Milashina ha raccontato di essere stata intercettata da un commando di uomini mascherati, dall’accento ceceno e a bordo di tre vetture, mentre si trovava in auto insieme con Nemov a circa 500 metri dall’aeroporto. Costretti ad accostare sul ciglio della strada, sono stati portati poco lontano e lì è iniziato il brutale pestaggio. «Erano almeno 10, forse 15, tra i 25 e i 35 anni. Parlavano ceceno tra loro e russo con noi», ha raccontato la giornalista. «Ci hanno picchiato con bastoni di polipropilene, che lasciano tracce molto caratteristiche: un ematoma nero ai bordi e più chiaro all’interno». Non sono solo state utilizzate mazze di materiale plastico, nel corso dell’aggressione: «A un certo punto, mi hanno messo qualcosa di freddo sulla fronte, pensavo fosse una pistola e invece era un rasoio». Dopo averle rasato la testa, gli assalitori le hanno versato addotto l’antisettico di colore verde zelyonka. Poi, urlando «stai zitta, cagna», le hanno schiacciato la faccia a terra, costringendola a mangiarla.
Le minacce di mozzarle l’indice della mano destra
«Mi hanno anche preso a calci e picchiato con la canna di una pistola, con cui hanno minacciato me e Sasha», che è stato pugnalato a una coscia. Gli autori del pestaggio, ha raccontato, hanno detto che le avrebbero mozzato l’indice della mano destra, pur di ottenere l’impronta digitale con cui accedere all’iPhone della reporter. Non funzionando questa modalità di accesso, gli aggressori si sono “limitati” a bastonare le mani della giornalista, che ha riportato diverse fratture. Terminato il pestaggio, il commando ha portato via telefono, computer e tutto il resto dell’attrezzatura della giornalista, che è stata anche colpita alla nuca con il calcio di una pistola. «Non dovete più tornate più qui, smettete di scrivere di noi», hanno urlato gli autori dell’aggressione.

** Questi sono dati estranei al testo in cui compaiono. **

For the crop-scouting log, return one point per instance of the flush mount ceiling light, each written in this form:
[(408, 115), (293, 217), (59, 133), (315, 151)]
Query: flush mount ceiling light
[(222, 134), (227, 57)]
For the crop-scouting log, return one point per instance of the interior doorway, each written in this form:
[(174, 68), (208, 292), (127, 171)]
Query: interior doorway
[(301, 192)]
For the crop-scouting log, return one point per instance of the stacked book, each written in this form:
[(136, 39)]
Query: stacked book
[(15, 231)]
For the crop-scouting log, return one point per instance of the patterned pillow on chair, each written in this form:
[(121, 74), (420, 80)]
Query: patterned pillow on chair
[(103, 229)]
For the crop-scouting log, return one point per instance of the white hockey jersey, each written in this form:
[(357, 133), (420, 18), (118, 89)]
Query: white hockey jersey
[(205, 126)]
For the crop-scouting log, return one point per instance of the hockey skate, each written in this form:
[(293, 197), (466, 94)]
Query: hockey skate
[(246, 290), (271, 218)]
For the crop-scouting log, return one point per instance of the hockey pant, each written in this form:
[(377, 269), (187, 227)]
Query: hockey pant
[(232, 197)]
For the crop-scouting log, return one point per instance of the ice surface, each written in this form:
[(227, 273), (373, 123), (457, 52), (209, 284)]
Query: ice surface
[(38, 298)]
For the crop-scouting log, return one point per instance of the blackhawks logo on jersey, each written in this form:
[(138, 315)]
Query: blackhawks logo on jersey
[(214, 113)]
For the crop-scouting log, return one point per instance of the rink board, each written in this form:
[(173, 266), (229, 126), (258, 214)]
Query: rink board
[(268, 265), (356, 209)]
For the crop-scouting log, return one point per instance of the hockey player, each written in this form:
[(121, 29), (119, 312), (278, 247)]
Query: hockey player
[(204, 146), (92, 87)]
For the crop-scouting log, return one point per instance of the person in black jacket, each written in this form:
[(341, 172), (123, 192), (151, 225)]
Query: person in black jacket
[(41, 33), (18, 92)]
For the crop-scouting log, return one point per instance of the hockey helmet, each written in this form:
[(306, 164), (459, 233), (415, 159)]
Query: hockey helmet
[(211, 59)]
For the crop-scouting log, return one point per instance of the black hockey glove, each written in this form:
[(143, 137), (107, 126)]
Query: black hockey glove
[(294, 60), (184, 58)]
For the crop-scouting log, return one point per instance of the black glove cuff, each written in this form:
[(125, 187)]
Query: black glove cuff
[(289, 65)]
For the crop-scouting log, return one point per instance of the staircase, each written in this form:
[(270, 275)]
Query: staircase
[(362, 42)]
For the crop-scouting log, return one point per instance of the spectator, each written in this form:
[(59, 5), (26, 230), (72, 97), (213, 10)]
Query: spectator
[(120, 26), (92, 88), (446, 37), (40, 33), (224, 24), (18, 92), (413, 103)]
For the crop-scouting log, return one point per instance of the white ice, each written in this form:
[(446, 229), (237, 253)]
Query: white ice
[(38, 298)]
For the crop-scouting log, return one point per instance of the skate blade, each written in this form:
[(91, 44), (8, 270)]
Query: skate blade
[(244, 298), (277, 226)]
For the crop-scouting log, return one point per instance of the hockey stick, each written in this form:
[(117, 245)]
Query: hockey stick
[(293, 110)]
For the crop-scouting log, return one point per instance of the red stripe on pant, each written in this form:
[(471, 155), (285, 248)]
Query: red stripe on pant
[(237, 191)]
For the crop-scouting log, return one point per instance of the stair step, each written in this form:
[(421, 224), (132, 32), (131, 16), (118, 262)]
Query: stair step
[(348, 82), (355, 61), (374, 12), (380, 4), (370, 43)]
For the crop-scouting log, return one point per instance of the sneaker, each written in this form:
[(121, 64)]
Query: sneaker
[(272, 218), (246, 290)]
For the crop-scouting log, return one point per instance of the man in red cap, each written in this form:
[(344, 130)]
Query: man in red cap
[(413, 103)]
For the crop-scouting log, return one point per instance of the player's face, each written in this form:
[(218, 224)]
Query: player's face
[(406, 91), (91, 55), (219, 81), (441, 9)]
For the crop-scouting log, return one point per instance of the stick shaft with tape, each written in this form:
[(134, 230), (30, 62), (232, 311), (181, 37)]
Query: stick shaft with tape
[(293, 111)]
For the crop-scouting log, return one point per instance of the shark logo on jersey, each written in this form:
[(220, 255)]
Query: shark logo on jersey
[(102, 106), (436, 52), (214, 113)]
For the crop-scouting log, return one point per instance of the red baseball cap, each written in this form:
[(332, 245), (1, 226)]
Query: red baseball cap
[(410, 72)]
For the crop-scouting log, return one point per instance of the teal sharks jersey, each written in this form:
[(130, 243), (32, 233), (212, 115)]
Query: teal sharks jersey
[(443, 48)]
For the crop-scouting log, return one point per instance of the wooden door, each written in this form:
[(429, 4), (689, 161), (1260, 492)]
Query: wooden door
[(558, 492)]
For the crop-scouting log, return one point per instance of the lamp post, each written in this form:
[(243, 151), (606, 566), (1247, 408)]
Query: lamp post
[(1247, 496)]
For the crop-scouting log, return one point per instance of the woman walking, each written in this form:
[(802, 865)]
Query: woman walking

E poi: «L’ultima volta che ti hanno picchiato non hai capito, puttana?». Milashina nel 2020 era già stata assalita in Cecenia, nella hall dell’albergo dove alloggiava.
La fine del pestaggio e la corsa in ospedale in taxi
A un certo punto, ai due è stato detto di contare fino a 100, mentre il commando si allontanava. Quando tutto sembrava finito, gli aggressori sono tornati, evidentemente perché avevano avuto l’ordine di ottenere tutto il necessario per accedere allo smartphone di Milashina. E così il pestaggio è ricominciato. Pugni, calci in faccia, ancora bastonate. A Nemov è stata anche puntata la pistola alla nuca. Poi finalmente la fine delle botte e l’arrivo di un tassista «sorpreso ma non troppo», che ha portato la cronista e l’avvocato in ospedale.
«Tutto questo passerà: i capelli ricresceranno, il verde verrà lavato via. Continuerò a viaggiare in Cecenia, che Kadyrov lo voglia o no. Questo non è in discussione. Di episodi del genere non se ne parlava dal 7 ottobre 2006, quando Anna Politkovskaja fu uccisa. Mi dispiace per i ceceni, perché non sono né barbari né animali: non hanno niente a che fare con tutto ciò».